This is what is common for diabetics. I remember times when this same example would happen but there would be an exam in the morning, and I desperately wanted to get some sleep but going low throughout the night made it impossible to do so. I would get incredibly frustrated when these moments occur, because the body would not go the way that I wanted it to go.
I still experience this today and I have not corrected the relationship to the body which is the reason why I am writing this blog at the moment. I say corrected the relationship to the body because I still react in frustration and, almost like a form of disappointment, when this point occurs in my life. Within reading the second paragraph you may note that a point of frustration was coming through in the writing which shows the relationship that I am creating towards the body within this pattern. What I am saying to the body in these moments is that I care more about the experience of sleeping than I do about the health of the body and thus I am stating that I do not care about the body.
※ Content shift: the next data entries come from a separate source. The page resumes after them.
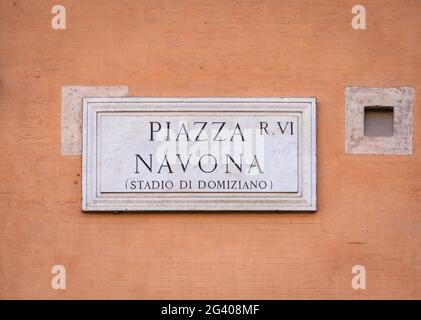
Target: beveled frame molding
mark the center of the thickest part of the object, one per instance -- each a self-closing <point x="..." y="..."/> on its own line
<point x="303" y="200"/>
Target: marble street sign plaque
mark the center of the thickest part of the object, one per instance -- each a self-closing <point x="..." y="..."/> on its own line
<point x="213" y="154"/>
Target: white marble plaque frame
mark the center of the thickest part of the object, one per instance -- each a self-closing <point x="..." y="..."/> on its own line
<point x="302" y="200"/>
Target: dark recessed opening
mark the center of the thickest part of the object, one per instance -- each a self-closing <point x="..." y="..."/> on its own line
<point x="378" y="121"/>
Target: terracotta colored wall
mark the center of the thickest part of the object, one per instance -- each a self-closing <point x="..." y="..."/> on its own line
<point x="369" y="207"/>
A feeling of weakness will come up in the middle of the night, but I won’t be sure of whether or not it is a momentary weakness or if it is an actual hypoglycemic episode. Once the feeling comes on, and once I decide that I am not sure about what it is, I will breathe and take a moment to close my eyes so that I can see if it is possible to fall back asleep. For the most part I do fall back asleep for a little while, but only on the edge of consciousness which means that I am still quite aware of what is going on. I will sit in this feeling until either it goes away or it becomes too strong for me to ignore. While this is happening I am becoming more frustrated with not being able to sleep the way I would like to; uninterrupted.
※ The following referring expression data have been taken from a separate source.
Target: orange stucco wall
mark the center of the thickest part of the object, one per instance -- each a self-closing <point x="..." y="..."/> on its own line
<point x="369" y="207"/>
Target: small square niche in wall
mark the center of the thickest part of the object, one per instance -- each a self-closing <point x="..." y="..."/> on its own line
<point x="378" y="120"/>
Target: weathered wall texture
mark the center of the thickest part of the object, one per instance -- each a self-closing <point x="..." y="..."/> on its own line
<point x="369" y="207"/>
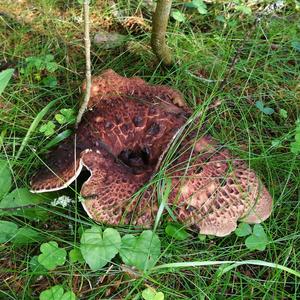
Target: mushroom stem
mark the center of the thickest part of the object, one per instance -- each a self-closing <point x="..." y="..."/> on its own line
<point x="159" y="26"/>
<point x="87" y="45"/>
I am telling the body that I have more interest in sleeping than taking proper care of the body, but the body is going to need continual management because it is not going to `go` any time soon lol. Since I have placed more interest in sleeping than in support and care for the body in times of being low while in the midst of sleeping the frustration comes up. The frustration comes up because I am not getting what I want - uninterrupted sleep - and it is because of a point that I have defined within myself as a nuisance (hypoglycemia). This is not cool because I am stating that the experience of sleeping and the experience of not being aware or awake is much more pleasurable than taking practical physical care of the body. So this is certainly not how I want to treat myself in relationship to the body, I would much rather take care of the body and show it that I do need it to last a bit longer and do need it to maintain itself as best as possible - because like what am I telling the body as I react in this manner? I am telling the body that I do not want it, I am telling the body that I do not care for the physical functions and necessities of itself I am telling it that I just want to use it for the experiences that can be created here in the physical reality and that the physical functions of it come second to the experiences that are able to be created. If I continue to accept this from myself then a fucked up relationship to the body will exist.
The change here is to let go of the frustration and annoyance and/or any reaction that comes up when I feel low at night or when I am awoken from feeling weak and hypoglycemic, and rather than trying to fall back asleep and ignore what is going on, change that point into consideration of the body in that moment, and simply move myself to correct the low - the same point from the frustration when working applies here.